Bu hafta sizlerle gerçek hayatta yaşanmış mucizevi bir olayı paylaşmak istiyorum. Einstein’ın da dediği gibi, hayatın her anını mucize gibi gör ya da hiçbir anını. Seçim senin…
Bu haftaki kahramanımız bayram, gelenek ve Şabat kelimelerini sadece duyan ama bünyesinde hissetmeyen bir aile ortamında büyür. Yahudilik onun için sadece nüfus kâğıdında din hanesinde yazılı olan bir sözcükten ibarettir. İsrail’de yaşayan bu genç askerlik çağına gelir ve orduya girer. Birkaç ay sonra ailesini görmeye gider. Dönüşte otostop yaparak birliğine gidecektir. Önünde bir araba durur. Gencimiz arabaya biner. Sohbet çok hoştur. Adam, “Ben Rabi’yim. Seni çok sevdim, delikanlı. Keşke zamanın olsaydı da bu özel geceyi bizimle geçirebilseydin,” der. Asker, “Bu özel gece mi? Düğün mü var?” diye sorar. Rabi gülmeye başlar; “Bu akşam Şabat. Bizim için çok önemli bir gece. Düşünsene yüzyıllar önce atalarımızın yaşadığı bu güzellik, bir aile yadigârı gibi bize geçiyor. Biz çok heyecanlanırız ve birçok insan davet ederiz. Bizim için her cuma bayram havasında geçer. Şabat kalabalıkla daha coşkulu olur. Yemeklerimiz de çok lezzetli. Benim hanımın elinden çıkan her şey çok mükemmel olur. Haydi gel bu gece bize. Çok seviniriz,” der. Asker çok etkilenir “Aslında birliğime yarın katılmalıyım. Bu geceden gidip yarın sabah geç kalmak istememiştim ama geliyorum” der. Rabi ve eşi onu evlerine götürüp, misafir odasını açarlar.

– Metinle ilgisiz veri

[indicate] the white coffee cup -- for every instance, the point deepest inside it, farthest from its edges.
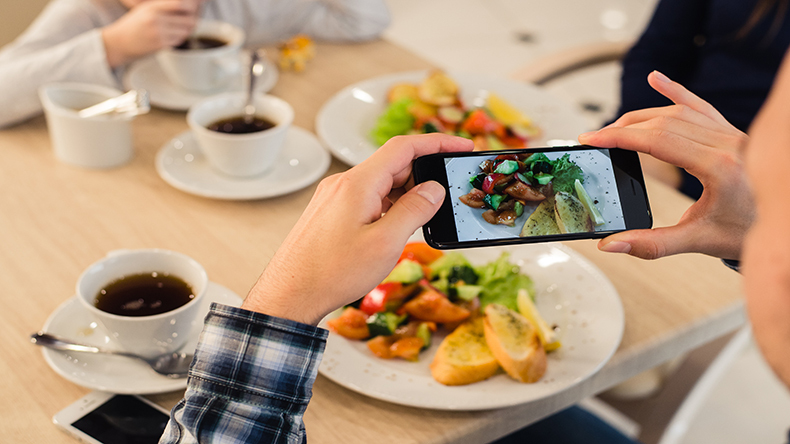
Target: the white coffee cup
(240, 155)
(152, 335)
(205, 69)
(103, 141)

Bu ortam onun hiç aşina olmadığı bir durumdur. Tatlı bir koşuşturma vardır. Anne ve kızları mumları yakar başlarında beyaz örtülerle. Sonra bembeyaz örtüler serilir. Yemek kokuları evi sarmıştır. Sinagogdan dönen erkekler ve tüm aile fertleri, masanın etrafında herkesin daha önce belirlenen yerlerine otururlar. Asker,dualar eşliğinde hep birlikte söylenen coşkulu Kiduş’tan, insanların gözlerinin içlerinin adeta gülmesinden ,babalarının tüm çocuklarını tek tek kutsamasından ve Rabi’nin eşine övgü dolu methiyelerinden çok etkilenir. Yemekler, şarap, sohbet, kahkaha onu mest eder.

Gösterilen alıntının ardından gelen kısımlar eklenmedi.